Rząd nie inicjuje publicznej debaty na temat kosztów i korzyści wejścia Polski do strefy euro - ocenił podczas debaty w Sejmie szef SLD Leszek Miller. Wezwał też premiera, by ten przedstawił plan przystąpienia naszego kraju do eurolandu.
"Rząd nie inicjuje publicznej debaty na temat kosztów i korzyści wejścia Polski do strefy euro. Nie prezentuje żadnej drogi osiągnięcia tego celu. Nie inicjuje debaty na temat polskiej wizji rozwoju i umocnienia Unii Europejskiej" - mówił w czwartek Leszek Miller podczas debaty po wystąpieniu szefa MSZ Radosława Sikorskiego, który przedstawił w Sejmie priorytety polskiej polityki zagranicznej na 2014 r.

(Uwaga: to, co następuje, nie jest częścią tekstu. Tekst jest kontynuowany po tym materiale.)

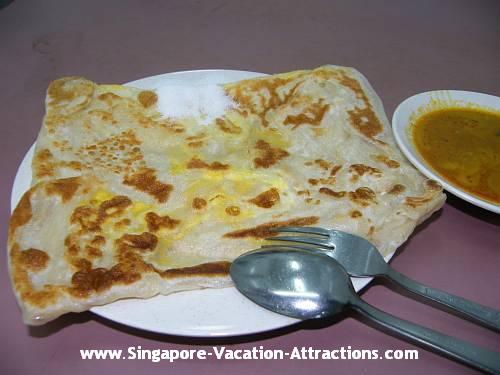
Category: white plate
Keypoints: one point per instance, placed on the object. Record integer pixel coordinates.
(199, 313)
(401, 129)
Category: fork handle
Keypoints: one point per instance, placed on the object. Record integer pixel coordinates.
(483, 314)
(481, 358)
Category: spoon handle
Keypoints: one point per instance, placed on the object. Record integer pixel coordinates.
(471, 354)
(483, 314)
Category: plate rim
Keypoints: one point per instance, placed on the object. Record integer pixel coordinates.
(400, 126)
(281, 320)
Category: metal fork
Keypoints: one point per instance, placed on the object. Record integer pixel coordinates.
(361, 258)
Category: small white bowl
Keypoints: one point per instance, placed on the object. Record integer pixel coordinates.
(401, 121)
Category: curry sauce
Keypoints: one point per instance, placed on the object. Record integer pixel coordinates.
(463, 146)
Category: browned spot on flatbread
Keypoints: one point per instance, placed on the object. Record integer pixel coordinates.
(335, 169)
(362, 196)
(93, 252)
(147, 182)
(264, 230)
(267, 199)
(86, 282)
(147, 98)
(156, 222)
(233, 210)
(212, 269)
(196, 163)
(144, 241)
(227, 126)
(22, 213)
(267, 92)
(115, 204)
(90, 218)
(98, 240)
(87, 217)
(361, 169)
(332, 193)
(34, 259)
(43, 163)
(122, 224)
(323, 164)
(195, 144)
(65, 187)
(355, 214)
(397, 189)
(313, 181)
(311, 116)
(268, 155)
(109, 97)
(199, 203)
(22, 282)
(389, 162)
(415, 202)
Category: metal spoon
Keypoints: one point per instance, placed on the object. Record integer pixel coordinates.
(308, 285)
(360, 258)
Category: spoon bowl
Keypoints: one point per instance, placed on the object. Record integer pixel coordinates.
(309, 284)
(293, 283)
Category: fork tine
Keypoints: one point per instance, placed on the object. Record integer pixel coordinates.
(311, 230)
(307, 240)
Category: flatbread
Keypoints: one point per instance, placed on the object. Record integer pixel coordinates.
(126, 203)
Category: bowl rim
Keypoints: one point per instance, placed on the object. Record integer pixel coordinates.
(400, 126)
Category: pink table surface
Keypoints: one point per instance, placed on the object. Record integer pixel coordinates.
(402, 47)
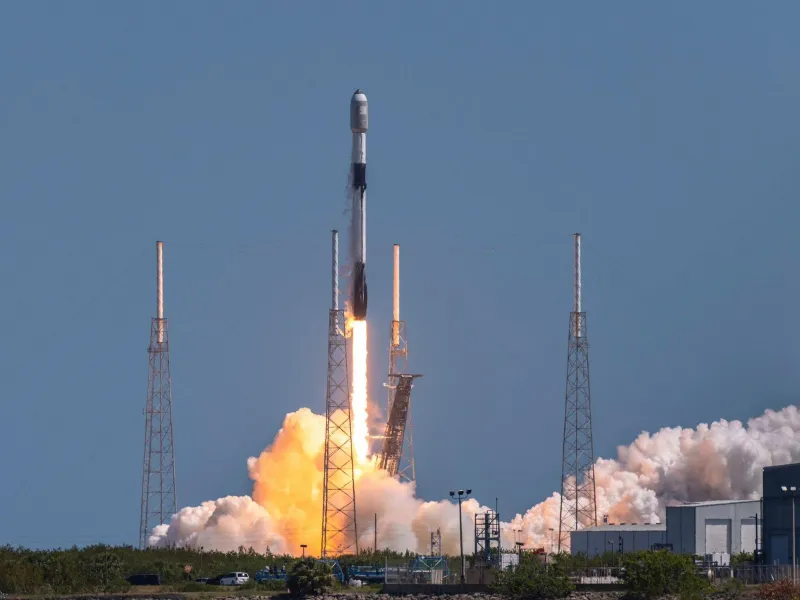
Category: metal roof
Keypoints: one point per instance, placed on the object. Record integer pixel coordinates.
(627, 527)
(716, 502)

Pytając o plany rządu dotyczące strategii wejścia Polski do grupy euro Miller mówił: "Mamy przed sobą proste pytanie: czy chcemy jechać w tym europejskim pociągu w drugiej klasie, czy w pierwszej klasie? Czy chcemy siedzieć przy tym stole, przy którym podejmuje się zasadnicze decyzje, a to jest strefa euro, czy będziemy się dowiadywać o tych decyzjach?".
Wezwał rząd do przedstawienia drogi prowadzącej do tego, aby "do tej pierwszej klasy się przesiąść". "Drogi rządzie, podejmijcie zobowiązanie, że w 10. rocznicę ruszycie tę sprawę z miejsca" - apelował Miller.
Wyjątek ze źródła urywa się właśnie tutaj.